NE, Dopamine, Isoproterenol, Dobut, Ephedrine and Phenylephrine. Flashcards
What is the dose for NE for hypotension?
4-16mcg/min
Where is NE most potent?
Alphas and B1
What receptor does NE have a minimal effect on?
B2
Because NE has minimal B2 effects what four events result?
- Intense vasoconstriction of the skeletal muscles, liver, kidneys, cutaneous tissue (at risk for metabolic acidosis)
- Increased SBP, DBP, MAP
- Baroreceptors are activated which DECREASES HR and decrease respiration in a patient breathing for themselves
- Decreased venous return, CO, HR (despite B1 effect)
Dopamine is the endogenous precursor of?
NE
Which receptors does DA stimulate?
Same potency?
In what other way can it work?
- All adrenergic including DA receptors.
- Not at the same potency
- Also works by increasing the release of NE from vesicular stores.
At what dose of DA are we mainly stimulating D1 receptors?
1-3mcg/kg/min
At what dose of DA are we mainly stimulating B1 receptors?
3-10mcg/kg/min
At what dose of DA are we mainly stimulating Alpha receptors?
> 10mcg/kg/min
Are dosing ranges a reliable predictor of expected plasma concentration of DA?
No.
Can DA be given PIV?
Dangerous if it infiltrates.
What six things does DA increase?
- Myocardial contractility
- Renal blood flow
- Urine output
- GFR
- Endogenous release of NE
- IOP
What drug can be used with DA to synergistically reduce afterload and improve cardiac output?
Dobut
Where is DA inhibitory?
What will the patient have an altered response to?
- Carotid bodies
2. Hypoxia.
At which receptors does Isoproterenol act?
Selective B1 and B2 agonist.

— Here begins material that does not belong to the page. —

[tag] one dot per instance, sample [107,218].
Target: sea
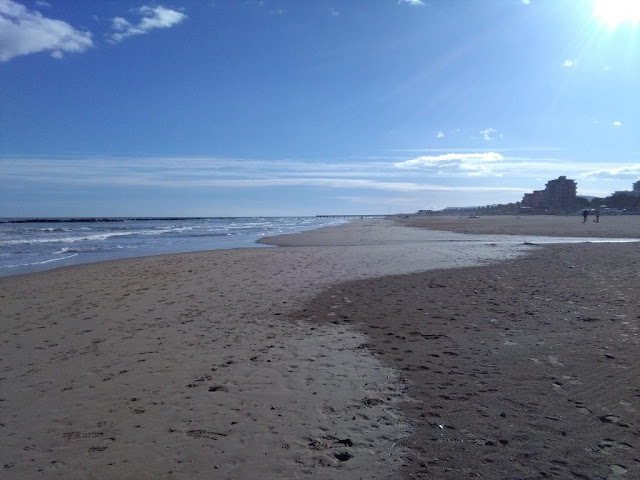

Pretty much equally.
What does Isoproterenol do to HR, contractility, SVR, SBP, DBP and MAP?
Increased HR, contractility and SBP (B1)
Decreases SVR, DBP and MAP (B2)
What is the dose of isoproterenol and when is it used?
1-5mcg/min for HB and bradydysrhythmias. At doses higher than this we would have supply vs. demand issues.
How is isopproterenol metabolized?
It is a synthetic catecholamine so by COMT. Need an infusion.
What kind of patient is at risk with use of isoproterenol?
CAD
What is the dose range for dobutamine?
2-10 mcg/kg/min
Under 5mcg/kg/min where is dobutamine selective?
B1! However, weak activity at the SA node gives us an assist with contractility without a huge increase in HR.
Over 5 mcg/kg/min where will dobutamine have weak stimulation?
Alpha 1
Why do we like dobutamine in CHF?
Improves CO without increasing HR or BP substantially.
Where dose dobutamine vasodilate?
The coronary arteries.
How and where does ephedrine work?
Indirect and direct agonist at alpha and beta receptors. All four receptors.
How is ephedrine given?
IV, PO or IM
What is the dose of ephedrine IV? and IM?
- 10-25mg IV
2. 10-50IM
What do we see with repeated dosing of ephedrine?
Tachyphylaxis tolerance because of NE depletion. Receptor occupation because of a long half life.
How is ephedrine metabolized and excreted? Half life?
- Non-catecholamine so metabolized by MAO, conjugated in liver and 40% excreted unchanged in the urine.
- 3 hours.
Why can’t ephedrine have direct B2 effects?
Because NE has minimal action at the B2 receptor.
What kind of a stimulant is phenylephrine?
Primarily an alpha 1 adrenergic receptor stimulant.
Where do we see the most constriction resulting from phenylephrine?
Venoconstriction more than arterial constriction giving us a nice boost in preload.
Compare potency and DOA of phenylephrine to NE.
Phenylephrine is less potent but longer acting.
What is the typical bolus IV dose of phenylephrine?
50-200mcg IV
What is the typical infusion rate of phenylephrine?
20-50mcg/min
How long does it take for phenylephrine to take effect?
1 minute
Do we see an increase or decrease in HR with phenylephrine and why?
Decrease because of baroreceptor activity.
What kind of an effect does phenylephrine have on MAP, SBP, DBP, SVR and CO?
Increases Map, SBP, DBP, SVR and decreases CO.